Bones, lung, liver, lymph nodes. Patients with paragangliomas are at 11x the risk of metastasis as patients with adrenal tumors.
In addition to colorectal polyps, ~__% of patients with FAP also develop gastric and duodenal polyps. Other systemic manifestations of FAP include osteomas (__%), congenital hypertrophy of the retinal pigment epithelium (__%), desmoid-type fibromatosis (__%), and dental abnormalities. Risk of malignancy is increased relative to the general population for hepatoblastoma (__x), duodenal carcinoma (__x), ampullary carcinoma (__x), nasopharyngeal adenofibroma (__x), thyroid carcinoma (__x) (specifically, the cribriform morular variant of papillary thyroid carcinoma is strongly associated with APC gene mutations), brain tumors (__x), and pancreatic carcinoma (__x).
In addition to colorectal polyps, ~90% of patients with FAP also develop gastric and duodenal polyps. Other systemic manifestations of FAP include osteomas (80%), congenital hypertrophy of the retinal pigment epithelium (70-80%), desmoid-type fibromatosis (15%), and dental abnormalities. Risk of malignancy is increased relative to the general population for hepatoblastoma (847x), duodenal carcinoma (330x), ampullary carcinoma (123x), nasopharyngeal adenofibroma (25x), thyroid carcinoma (7.6x) (specifically, the cribriform morular variant of papillary thyroid carcinoma is strongly associated with APC gene mutations), brain tumors (7x), and pancreatic carcinoma (4x).
The effect of PTH on renal tubules causes (increased/decreased) calciium reabsorption and (increased/decreased) phosphate excretion.
The effect of PTH on renal tubules causes increased calciium reabsorption and increased phosphate excretion.
Primary hyperparathyroidism is characterized by increased calcium, decreased phosphate, increased chloride, and increased nephrogenous cAMP. The decreased phosphate is in contrast to many other forms of hypercalcemia, which often have increased phosphate.
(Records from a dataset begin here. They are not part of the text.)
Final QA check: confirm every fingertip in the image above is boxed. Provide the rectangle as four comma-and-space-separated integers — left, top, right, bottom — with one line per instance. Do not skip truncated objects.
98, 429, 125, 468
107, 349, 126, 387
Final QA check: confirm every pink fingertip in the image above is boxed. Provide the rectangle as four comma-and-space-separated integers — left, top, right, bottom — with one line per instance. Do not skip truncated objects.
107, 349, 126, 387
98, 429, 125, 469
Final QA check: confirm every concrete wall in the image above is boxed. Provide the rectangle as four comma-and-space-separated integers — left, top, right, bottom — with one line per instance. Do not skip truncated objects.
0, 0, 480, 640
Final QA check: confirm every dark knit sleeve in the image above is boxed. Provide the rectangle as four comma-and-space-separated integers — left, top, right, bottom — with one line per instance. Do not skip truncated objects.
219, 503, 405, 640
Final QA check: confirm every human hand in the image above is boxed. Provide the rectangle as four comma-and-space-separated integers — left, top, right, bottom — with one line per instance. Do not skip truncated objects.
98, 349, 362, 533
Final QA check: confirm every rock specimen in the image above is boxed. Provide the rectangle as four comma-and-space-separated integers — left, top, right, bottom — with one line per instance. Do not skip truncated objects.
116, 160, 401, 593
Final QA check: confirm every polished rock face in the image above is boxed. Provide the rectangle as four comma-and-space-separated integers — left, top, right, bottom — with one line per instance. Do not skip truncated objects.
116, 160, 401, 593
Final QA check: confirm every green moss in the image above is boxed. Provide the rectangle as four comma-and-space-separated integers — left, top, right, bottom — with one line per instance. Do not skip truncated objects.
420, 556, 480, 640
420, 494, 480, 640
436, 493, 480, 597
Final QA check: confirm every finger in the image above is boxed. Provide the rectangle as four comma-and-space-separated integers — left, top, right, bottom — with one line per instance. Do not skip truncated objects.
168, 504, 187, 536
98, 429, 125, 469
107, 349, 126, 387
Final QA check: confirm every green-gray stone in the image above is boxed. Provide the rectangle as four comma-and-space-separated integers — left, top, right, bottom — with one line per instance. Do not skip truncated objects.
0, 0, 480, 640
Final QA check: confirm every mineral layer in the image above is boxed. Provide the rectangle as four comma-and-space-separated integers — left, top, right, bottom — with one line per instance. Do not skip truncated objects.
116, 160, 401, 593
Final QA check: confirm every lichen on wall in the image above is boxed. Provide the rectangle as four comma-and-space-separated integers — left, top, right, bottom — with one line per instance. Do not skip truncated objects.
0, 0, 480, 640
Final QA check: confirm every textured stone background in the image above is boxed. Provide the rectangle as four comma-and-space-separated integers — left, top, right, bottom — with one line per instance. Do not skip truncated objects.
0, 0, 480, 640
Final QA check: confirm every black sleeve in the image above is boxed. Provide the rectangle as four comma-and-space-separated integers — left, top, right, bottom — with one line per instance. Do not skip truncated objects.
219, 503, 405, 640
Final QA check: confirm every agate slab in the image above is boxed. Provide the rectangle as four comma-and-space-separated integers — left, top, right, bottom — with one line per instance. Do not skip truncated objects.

Why does this occur?
This is because PTH has a dual effect on renal tubules, where there is increased calciium reabsorption and increased phosphate excretion.
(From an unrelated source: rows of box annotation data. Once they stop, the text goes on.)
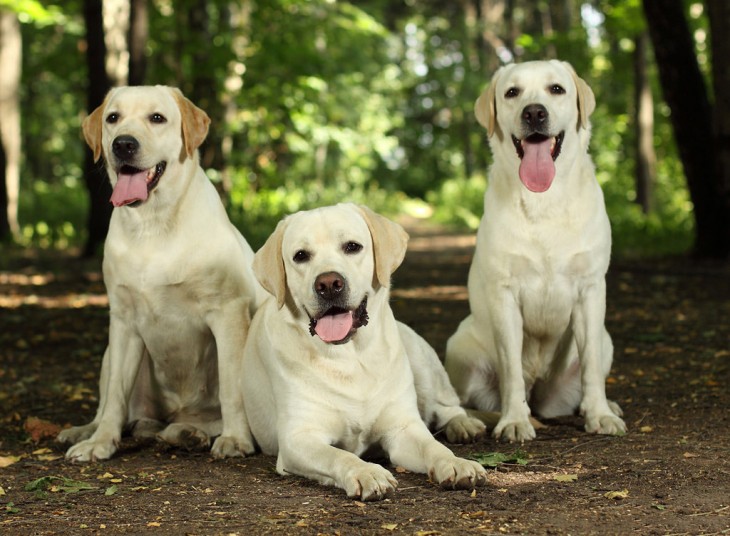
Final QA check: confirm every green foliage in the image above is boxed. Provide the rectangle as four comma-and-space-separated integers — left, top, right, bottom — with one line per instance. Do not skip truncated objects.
7, 0, 709, 255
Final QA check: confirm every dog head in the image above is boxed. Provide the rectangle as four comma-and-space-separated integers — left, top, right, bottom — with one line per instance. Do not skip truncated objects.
82, 86, 210, 207
254, 203, 408, 344
475, 60, 596, 193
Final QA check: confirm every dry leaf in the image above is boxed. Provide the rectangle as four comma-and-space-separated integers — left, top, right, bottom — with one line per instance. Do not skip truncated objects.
603, 489, 629, 501
23, 417, 61, 443
0, 456, 20, 468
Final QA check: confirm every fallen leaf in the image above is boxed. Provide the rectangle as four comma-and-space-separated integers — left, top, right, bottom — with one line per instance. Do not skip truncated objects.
0, 456, 20, 468
603, 489, 629, 501
23, 417, 61, 443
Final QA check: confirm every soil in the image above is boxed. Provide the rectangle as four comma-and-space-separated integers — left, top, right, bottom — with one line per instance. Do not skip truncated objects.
0, 224, 730, 536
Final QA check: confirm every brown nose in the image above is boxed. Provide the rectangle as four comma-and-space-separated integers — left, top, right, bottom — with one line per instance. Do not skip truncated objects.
314, 272, 347, 300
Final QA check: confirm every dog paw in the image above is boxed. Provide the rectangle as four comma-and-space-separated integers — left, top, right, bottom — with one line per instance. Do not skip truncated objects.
56, 423, 96, 445
585, 412, 626, 435
428, 457, 487, 489
445, 415, 487, 444
492, 420, 535, 443
210, 436, 254, 459
345, 463, 398, 501
66, 439, 117, 462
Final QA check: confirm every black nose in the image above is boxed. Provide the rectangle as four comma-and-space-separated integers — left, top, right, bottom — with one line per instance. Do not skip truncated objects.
314, 272, 347, 300
522, 104, 548, 130
112, 136, 139, 160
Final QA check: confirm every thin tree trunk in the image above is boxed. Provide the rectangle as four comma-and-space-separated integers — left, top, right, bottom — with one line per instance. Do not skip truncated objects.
706, 0, 730, 256
83, 0, 112, 257
643, 0, 729, 257
127, 0, 149, 86
0, 9, 22, 238
634, 32, 656, 214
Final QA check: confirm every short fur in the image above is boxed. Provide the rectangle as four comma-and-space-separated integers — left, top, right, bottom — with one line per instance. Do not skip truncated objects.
243, 204, 485, 500
58, 86, 265, 461
445, 60, 626, 441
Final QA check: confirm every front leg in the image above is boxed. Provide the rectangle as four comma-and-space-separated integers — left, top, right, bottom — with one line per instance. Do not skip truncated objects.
573, 279, 626, 435
378, 416, 487, 489
489, 290, 535, 442
66, 315, 145, 462
276, 429, 398, 501
209, 299, 255, 458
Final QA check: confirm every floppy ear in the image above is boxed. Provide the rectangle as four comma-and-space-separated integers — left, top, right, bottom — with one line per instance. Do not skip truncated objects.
81, 93, 109, 162
474, 67, 502, 138
357, 205, 408, 287
253, 220, 287, 309
563, 61, 596, 128
171, 88, 210, 158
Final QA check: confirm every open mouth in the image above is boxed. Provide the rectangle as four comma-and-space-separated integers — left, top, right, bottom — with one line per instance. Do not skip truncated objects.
110, 161, 167, 207
512, 131, 565, 193
512, 131, 565, 162
309, 296, 368, 344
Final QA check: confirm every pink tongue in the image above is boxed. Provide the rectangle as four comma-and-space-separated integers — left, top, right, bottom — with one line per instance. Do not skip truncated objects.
520, 138, 555, 193
110, 170, 147, 207
314, 311, 352, 342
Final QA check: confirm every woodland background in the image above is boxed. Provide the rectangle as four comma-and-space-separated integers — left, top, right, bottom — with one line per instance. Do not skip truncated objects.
0, 0, 730, 258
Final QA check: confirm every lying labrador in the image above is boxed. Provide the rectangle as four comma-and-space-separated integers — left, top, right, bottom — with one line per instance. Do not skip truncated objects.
58, 86, 266, 461
445, 61, 626, 441
243, 204, 486, 500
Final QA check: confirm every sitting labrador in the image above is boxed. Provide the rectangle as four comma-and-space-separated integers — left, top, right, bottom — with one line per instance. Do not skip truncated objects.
243, 204, 486, 500
445, 60, 626, 441
58, 86, 266, 461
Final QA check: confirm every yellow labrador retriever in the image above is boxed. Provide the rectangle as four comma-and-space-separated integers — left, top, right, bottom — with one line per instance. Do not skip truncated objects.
445, 60, 626, 441
243, 204, 486, 500
58, 86, 266, 461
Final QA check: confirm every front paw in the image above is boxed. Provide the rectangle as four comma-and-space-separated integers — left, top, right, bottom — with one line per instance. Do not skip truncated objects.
585, 413, 626, 436
344, 463, 398, 501
66, 439, 118, 462
210, 436, 255, 459
428, 456, 487, 489
492, 418, 535, 443
445, 415, 487, 444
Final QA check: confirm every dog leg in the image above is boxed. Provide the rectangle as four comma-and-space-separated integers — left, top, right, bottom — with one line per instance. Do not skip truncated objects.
276, 432, 396, 501
573, 281, 626, 435
382, 418, 487, 489
211, 299, 254, 458
66, 326, 145, 462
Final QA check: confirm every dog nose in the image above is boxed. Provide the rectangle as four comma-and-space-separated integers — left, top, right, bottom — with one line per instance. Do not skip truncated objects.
112, 136, 139, 159
314, 272, 347, 300
522, 104, 548, 130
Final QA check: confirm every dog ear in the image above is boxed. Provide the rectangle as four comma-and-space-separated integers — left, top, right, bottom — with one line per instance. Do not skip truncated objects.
357, 205, 408, 287
81, 92, 111, 162
171, 88, 210, 158
253, 220, 287, 309
563, 61, 596, 128
474, 67, 502, 138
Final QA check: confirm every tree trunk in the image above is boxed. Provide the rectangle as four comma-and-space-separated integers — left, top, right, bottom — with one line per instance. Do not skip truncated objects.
643, 0, 729, 257
0, 9, 22, 239
83, 0, 112, 257
634, 32, 656, 214
127, 0, 149, 86
706, 0, 730, 256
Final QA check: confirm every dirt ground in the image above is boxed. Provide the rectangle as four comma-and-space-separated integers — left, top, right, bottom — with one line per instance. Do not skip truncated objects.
0, 224, 730, 536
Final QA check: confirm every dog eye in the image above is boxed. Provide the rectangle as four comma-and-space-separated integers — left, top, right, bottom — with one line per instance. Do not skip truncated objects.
342, 242, 362, 254
293, 249, 311, 264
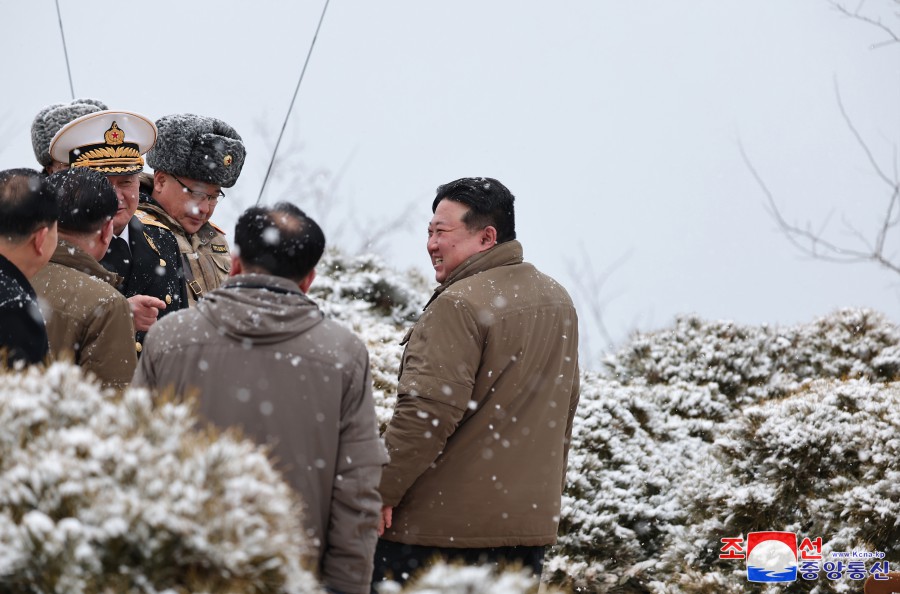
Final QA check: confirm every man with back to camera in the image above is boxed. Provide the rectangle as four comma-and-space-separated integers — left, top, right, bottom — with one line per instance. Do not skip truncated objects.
140, 113, 247, 306
50, 110, 187, 346
32, 167, 137, 390
373, 178, 580, 585
0, 169, 59, 368
134, 203, 387, 594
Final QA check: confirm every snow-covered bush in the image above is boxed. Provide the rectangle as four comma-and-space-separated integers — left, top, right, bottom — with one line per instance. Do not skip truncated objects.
309, 249, 433, 429
547, 310, 900, 594
655, 380, 900, 593
378, 563, 558, 594
605, 309, 900, 406
0, 363, 318, 594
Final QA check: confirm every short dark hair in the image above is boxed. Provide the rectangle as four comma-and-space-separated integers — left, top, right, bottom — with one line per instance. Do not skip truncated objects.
47, 167, 119, 233
234, 202, 325, 281
0, 168, 59, 242
431, 177, 516, 243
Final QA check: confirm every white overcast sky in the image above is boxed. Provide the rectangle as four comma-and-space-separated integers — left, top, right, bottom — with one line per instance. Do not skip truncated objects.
0, 0, 900, 360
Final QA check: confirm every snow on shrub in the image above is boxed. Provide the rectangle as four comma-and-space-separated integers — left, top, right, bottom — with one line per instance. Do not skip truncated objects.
309, 249, 432, 430
654, 380, 900, 594
0, 363, 319, 594
605, 309, 900, 405
370, 562, 559, 594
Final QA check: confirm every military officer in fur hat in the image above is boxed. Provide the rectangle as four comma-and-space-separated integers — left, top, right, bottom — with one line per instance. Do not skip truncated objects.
31, 99, 107, 175
140, 114, 246, 305
50, 110, 187, 346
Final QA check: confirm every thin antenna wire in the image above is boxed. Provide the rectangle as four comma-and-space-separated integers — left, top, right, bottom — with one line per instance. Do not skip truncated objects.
56, 0, 75, 101
256, 0, 330, 204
Primary hyperparathyroidism is caused by solitary parathyroid adenoma in __%, 4-gland hyperplasia in __%, and carcinoma in __%.
Primary hyperparathyroidism is caused by solitary parathyroid adenoma in 90%, 4-gland hyperplasia in 9%, and carcinoma in 1%.
The locus on chromosome 11 that, in germline form, leads to MEN1 has been found to contain somatic mutation in ~__% of sporadic parathyroid adenomas.
The locus on chromosome 11 that, in germline form, leads to MEN1 has been found to contain somatic mutation in ~25% of sporadic parathyroid adenomas.
A (decreased/increased) nephrogenous cAMP in the presence of (decreased/normal/increased) PTH is highly suggestive of humoral hypercalcemia of malignancy.
An increased nephrogenous cAMP in the presence of normal PTH is highly suggestive of humoral hypercalcemia of malignancy.
PTH and vitamin D. How do they differ in increasing/decreasing calcium and phosphate excretion/absorption by the kidneys?
PTH causes increased calcium reabsorption and increased phosphate excretion. Vitamin D causes increased calcium reabsorption and increased phosphate reabsorption.
What granulomatous disease can potentially cause hypercalcemia?
The histiocytes of sarcoidal granulomas appear to have the capacity to activate vitamin D to the active form (1,25 dihydroxy vitamin D). This phenomenon is rarely seen in other types of granulomatous disease.